Strengths and limitations

Our study has several strengths. The large and well-characterized cohort of white and black postmenopausal women with a long follow-up allowed us to address racial/ethnic differences in the associations of total 25(OH)D and PTH with cardiometabolic risk. We were also able to examine multiple established diabetes-related cardiometabolic comorbidities, accounting for many potential confounders. However, our cross-sectional study design did not allow us to establish a temporal relationship between total 25(OH)D/PTH and development of these comorbidities or other diabetes-related cardiometabolic comorbid conditions. Also, random measurement error from single measurement of biomarkers might have biased our results toward the null. However, this seems unlikely, since all the coefficients of variation were <10% and were similar to those reported in the majority of previous population studies. In addition, residual or unmeasured confounding cannot be ruled out, such as that derived from sun exposure and dietary or supplemental vitamin D intake. Lastly, we are unable to generalize our results from postmenopausal women to men or other populations.

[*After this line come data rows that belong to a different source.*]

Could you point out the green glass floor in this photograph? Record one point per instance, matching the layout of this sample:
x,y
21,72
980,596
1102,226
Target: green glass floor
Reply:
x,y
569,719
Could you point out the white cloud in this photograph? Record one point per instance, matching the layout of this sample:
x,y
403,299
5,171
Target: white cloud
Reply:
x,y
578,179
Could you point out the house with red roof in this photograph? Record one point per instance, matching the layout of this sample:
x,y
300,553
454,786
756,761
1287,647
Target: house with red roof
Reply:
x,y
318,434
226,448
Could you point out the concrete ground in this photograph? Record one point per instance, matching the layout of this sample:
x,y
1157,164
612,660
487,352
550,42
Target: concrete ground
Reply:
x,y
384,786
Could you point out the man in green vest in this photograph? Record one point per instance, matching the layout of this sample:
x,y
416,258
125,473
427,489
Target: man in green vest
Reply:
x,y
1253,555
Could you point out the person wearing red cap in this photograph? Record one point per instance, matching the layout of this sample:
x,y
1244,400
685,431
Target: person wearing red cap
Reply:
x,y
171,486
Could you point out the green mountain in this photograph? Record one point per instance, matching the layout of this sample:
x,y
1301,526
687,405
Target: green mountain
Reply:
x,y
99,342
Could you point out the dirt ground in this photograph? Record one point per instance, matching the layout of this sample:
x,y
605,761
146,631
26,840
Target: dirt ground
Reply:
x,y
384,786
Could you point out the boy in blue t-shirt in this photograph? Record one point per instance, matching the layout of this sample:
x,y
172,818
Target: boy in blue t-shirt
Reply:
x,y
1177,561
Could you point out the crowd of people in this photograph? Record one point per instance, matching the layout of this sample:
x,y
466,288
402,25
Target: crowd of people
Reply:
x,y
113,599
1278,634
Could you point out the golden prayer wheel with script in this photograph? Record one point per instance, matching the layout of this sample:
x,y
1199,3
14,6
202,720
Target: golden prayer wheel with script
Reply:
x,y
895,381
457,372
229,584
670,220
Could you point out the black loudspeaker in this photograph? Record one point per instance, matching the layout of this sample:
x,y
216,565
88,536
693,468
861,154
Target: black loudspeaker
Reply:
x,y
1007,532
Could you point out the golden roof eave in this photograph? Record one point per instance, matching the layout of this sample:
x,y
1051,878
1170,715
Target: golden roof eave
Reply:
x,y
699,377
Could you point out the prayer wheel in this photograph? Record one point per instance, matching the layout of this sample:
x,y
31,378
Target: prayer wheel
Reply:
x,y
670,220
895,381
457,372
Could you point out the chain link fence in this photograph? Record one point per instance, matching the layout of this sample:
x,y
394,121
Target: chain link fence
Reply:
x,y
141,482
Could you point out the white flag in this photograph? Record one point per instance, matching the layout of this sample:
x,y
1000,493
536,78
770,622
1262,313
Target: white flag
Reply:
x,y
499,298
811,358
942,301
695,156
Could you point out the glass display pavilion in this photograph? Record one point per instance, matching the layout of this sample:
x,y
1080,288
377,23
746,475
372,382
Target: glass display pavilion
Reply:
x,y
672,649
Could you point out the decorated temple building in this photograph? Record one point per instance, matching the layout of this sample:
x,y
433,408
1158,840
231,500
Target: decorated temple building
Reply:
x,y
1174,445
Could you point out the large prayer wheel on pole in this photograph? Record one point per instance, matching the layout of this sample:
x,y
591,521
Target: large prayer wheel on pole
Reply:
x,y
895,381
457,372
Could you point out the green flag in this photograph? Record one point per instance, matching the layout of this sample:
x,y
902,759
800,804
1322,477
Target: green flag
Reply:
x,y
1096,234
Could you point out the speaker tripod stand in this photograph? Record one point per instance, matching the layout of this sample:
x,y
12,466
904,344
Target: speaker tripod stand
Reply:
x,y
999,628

This prospective population-based cohort study suggests a joint association of vitamin D deficiency and excess PTH with risk of developing diabetes among U.S. white postmenopausal women. Either vitamin D deficiency or excess PTH was significantly associated with the prevalence of obesity, hypertension, or CKD, irrespective of diabetes status. Larger longitudinal studies are needed to confirm our results and to determine race-specific thresholds of both 25(OH)D and PTH concentrations and their trajectories in relation to future risk of cardiometabolic diseases. If confirmed, future large-scale randomized controlled trials among participants with true vitamin D deficiency are warranted to clarify the preventive dosage of vitamin D supplementation and to address racial differences of CVD risk caused by vitamin D/PTH endocrine dysfunction.